I have just experienced it. Before Christmas, I spent a gruelling five days in hospital (due to a scheduled procedure) unable to move. Then over the holidays I was confined to bed and home rest for another month; meaning friends and family were constantly on the run trying to create a normal life for me.
Lying in the hospital bed made me realise the degree to which most of us are going to be in this position one day if we live long enough, and that we’re not prepared, in this society, for what it really means to be dependent.
So many people I know are infirmed, due to cancer or other illnesses or are suffering ailments associated with old age. I know people confined to wheelchairs or locked in a home with Alzheimer’s. Even if we just get a badly broken bone, we’ll experience the humiliation of dependency.
Yet, when it happens no words can describe the dreadful nature of helplessness and loss of independence, and there’s currently no education that prepares us for it.
Being a person who likes to stay in control, I suffered greatly trapped in the hospital bed on a drip, waiting for kind nurses to come, watching the clock ticking minute-by-minute, 3am, 3.03am, 3.15am, unable to sleep, ringing the buzzer and waiting to be taken to the toilet; the shower; to get a vomit bag; or pain killers; to be turned over; given more water; begging that the TVs be turned down.
Finally home, the guilt of asking busy people to do favours was overwhelming. Although loved ones wanted to help, I did things I shouldn’t have because it was hard for me to pick up the phone.
Through the recovery process I meditated more seriously than any other time in my life; soothing myself with words from Buddhist teachers on my iPad as they talked me into a state of acceptance and surrender. And compassion for those who are permanently infirmed or imprisoned. The Buddhist philosophy is that our bodies are only on loan to us anyway — rent-a-body — and that we will all experience loss.

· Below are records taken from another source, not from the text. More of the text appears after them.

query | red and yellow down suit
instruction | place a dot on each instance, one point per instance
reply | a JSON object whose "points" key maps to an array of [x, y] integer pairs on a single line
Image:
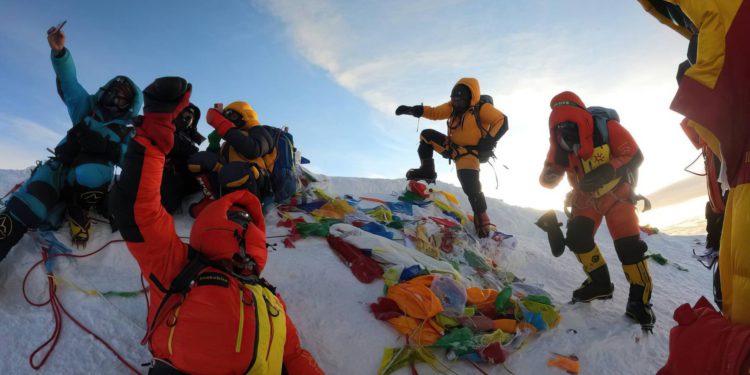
{"points": [[715, 96], [222, 326], [463, 129], [613, 200]]}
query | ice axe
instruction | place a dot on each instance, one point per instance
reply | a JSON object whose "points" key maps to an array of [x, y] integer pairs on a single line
{"points": [[548, 223]]}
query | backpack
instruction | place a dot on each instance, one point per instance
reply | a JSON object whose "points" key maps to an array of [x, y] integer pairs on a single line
{"points": [[284, 178], [485, 149], [601, 116]]}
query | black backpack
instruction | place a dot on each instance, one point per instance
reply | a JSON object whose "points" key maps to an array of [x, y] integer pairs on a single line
{"points": [[485, 149]]}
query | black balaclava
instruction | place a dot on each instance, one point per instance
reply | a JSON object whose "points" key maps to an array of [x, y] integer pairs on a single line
{"points": [[460, 98], [116, 98], [567, 136]]}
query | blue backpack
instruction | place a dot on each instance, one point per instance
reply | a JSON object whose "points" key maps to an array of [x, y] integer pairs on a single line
{"points": [[284, 178]]}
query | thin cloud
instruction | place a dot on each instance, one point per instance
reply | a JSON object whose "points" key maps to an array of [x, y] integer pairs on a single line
{"points": [[391, 53], [28, 129]]}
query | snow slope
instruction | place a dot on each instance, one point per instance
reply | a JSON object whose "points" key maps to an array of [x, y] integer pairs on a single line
{"points": [[330, 307]]}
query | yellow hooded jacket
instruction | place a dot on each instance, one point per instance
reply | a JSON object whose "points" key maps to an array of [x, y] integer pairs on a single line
{"points": [[264, 164], [713, 96], [463, 130]]}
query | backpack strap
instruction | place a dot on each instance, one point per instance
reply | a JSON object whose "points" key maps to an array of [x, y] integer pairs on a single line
{"points": [[177, 290]]}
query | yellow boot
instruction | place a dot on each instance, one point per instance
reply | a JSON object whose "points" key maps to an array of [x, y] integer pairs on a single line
{"points": [[597, 285], [639, 306]]}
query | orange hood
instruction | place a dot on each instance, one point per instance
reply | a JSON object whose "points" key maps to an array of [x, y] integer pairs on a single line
{"points": [[247, 111], [567, 106]]}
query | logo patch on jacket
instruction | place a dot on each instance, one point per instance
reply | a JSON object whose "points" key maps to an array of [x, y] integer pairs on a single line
{"points": [[213, 278]]}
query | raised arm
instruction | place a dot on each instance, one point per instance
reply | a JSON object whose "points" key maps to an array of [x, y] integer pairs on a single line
{"points": [[136, 199], [76, 98]]}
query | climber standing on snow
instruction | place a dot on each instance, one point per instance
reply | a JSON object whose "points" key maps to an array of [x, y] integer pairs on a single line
{"points": [[601, 159], [474, 125]]}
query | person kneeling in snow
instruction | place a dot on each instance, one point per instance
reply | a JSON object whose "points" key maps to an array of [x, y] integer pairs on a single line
{"points": [[601, 159], [210, 311], [243, 161], [76, 179], [471, 122]]}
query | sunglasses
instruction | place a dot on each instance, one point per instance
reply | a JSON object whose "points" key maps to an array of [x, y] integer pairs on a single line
{"points": [[243, 265], [234, 116], [567, 136]]}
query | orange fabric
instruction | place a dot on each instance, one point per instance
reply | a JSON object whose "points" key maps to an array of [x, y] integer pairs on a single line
{"points": [[571, 365], [478, 296], [265, 162], [420, 331], [463, 130], [415, 298], [621, 144], [567, 106], [216, 237], [205, 335], [527, 327], [506, 325], [615, 206]]}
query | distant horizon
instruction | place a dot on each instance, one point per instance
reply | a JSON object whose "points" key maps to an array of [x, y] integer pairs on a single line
{"points": [[336, 70]]}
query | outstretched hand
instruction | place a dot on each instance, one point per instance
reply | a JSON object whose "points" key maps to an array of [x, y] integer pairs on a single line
{"points": [[56, 38], [163, 100], [415, 111]]}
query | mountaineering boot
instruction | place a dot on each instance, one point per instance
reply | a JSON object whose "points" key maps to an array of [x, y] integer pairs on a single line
{"points": [[641, 313], [597, 285], [638, 307], [548, 223], [426, 171], [11, 231], [483, 225]]}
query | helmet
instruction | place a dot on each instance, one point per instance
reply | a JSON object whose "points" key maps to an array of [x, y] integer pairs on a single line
{"points": [[241, 114], [232, 229]]}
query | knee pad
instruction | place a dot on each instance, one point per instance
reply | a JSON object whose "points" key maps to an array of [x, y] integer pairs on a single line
{"points": [[91, 175], [630, 250], [203, 162], [237, 176], [580, 235]]}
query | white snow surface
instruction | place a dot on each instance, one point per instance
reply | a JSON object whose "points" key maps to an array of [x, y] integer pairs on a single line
{"points": [[331, 308]]}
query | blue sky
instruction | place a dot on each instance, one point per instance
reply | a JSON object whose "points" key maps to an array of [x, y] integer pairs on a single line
{"points": [[334, 71]]}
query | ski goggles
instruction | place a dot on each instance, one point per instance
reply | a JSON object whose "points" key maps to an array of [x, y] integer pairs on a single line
{"points": [[234, 116], [567, 136], [114, 99]]}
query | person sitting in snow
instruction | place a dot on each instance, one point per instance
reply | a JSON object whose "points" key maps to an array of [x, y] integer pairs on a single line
{"points": [[462, 144], [601, 164], [210, 311], [243, 161], [78, 176]]}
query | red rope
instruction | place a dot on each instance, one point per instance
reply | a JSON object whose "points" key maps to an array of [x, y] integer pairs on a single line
{"points": [[58, 309]]}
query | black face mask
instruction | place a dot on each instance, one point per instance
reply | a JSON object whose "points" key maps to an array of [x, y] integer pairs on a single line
{"points": [[567, 136], [117, 97], [235, 117], [186, 120], [460, 98]]}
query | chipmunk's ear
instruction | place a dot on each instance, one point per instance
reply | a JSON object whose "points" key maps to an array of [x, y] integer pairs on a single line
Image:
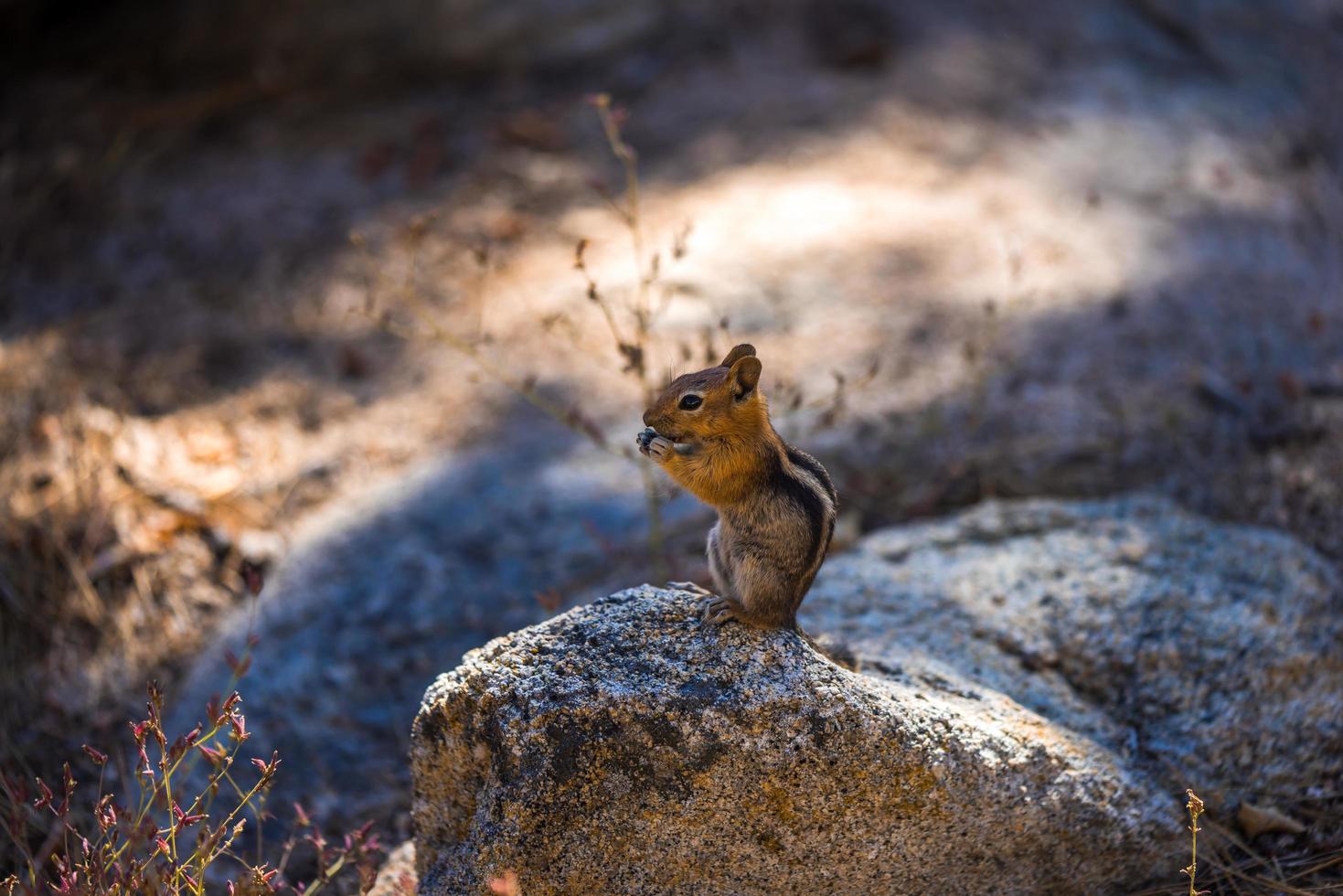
{"points": [[744, 375], [738, 354]]}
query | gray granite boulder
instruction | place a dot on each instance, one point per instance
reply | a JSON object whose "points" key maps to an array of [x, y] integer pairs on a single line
{"points": [[1039, 683]]}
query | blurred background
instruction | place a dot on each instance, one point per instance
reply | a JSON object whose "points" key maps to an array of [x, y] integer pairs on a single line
{"points": [[294, 292]]}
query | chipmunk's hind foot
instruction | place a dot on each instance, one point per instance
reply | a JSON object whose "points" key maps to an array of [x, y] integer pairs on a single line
{"points": [[719, 610], [693, 587]]}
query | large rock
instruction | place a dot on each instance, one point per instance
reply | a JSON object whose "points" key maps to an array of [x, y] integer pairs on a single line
{"points": [[1041, 681], [1208, 655]]}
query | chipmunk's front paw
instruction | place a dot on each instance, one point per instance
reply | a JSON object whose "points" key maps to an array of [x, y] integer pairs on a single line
{"points": [[660, 448], [719, 610]]}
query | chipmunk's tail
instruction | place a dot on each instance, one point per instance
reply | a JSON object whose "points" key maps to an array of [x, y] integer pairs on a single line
{"points": [[833, 649]]}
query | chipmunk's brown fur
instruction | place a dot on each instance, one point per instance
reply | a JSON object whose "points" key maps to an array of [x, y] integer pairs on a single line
{"points": [[776, 506]]}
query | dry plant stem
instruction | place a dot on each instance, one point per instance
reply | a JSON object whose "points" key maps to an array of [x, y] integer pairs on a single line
{"points": [[642, 314], [1196, 807]]}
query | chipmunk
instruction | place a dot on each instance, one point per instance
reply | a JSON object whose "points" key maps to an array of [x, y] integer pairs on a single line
{"points": [[776, 507]]}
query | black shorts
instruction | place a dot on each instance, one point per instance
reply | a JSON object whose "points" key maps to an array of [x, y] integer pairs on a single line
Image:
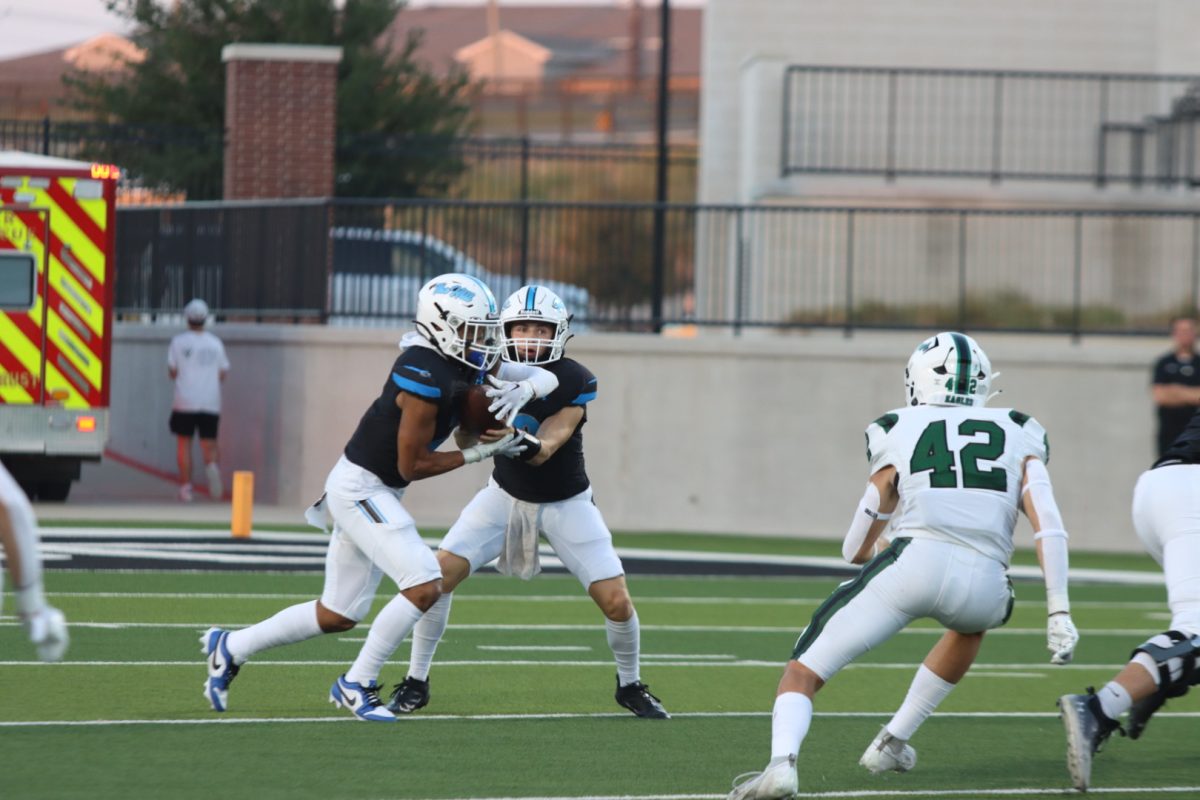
{"points": [[186, 423]]}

But if one has no spiritual practice, how do we as a society prepare for the shame, powerlessness and discomfort dependency brings? Especially in the West without the extended family structures found in other cultures like India where looking after family members is the norm. I have no answer. Just a knowledge that we need to consider courses, education, options or methods that help us face reality. Our collective soteriophobia is something we need to address.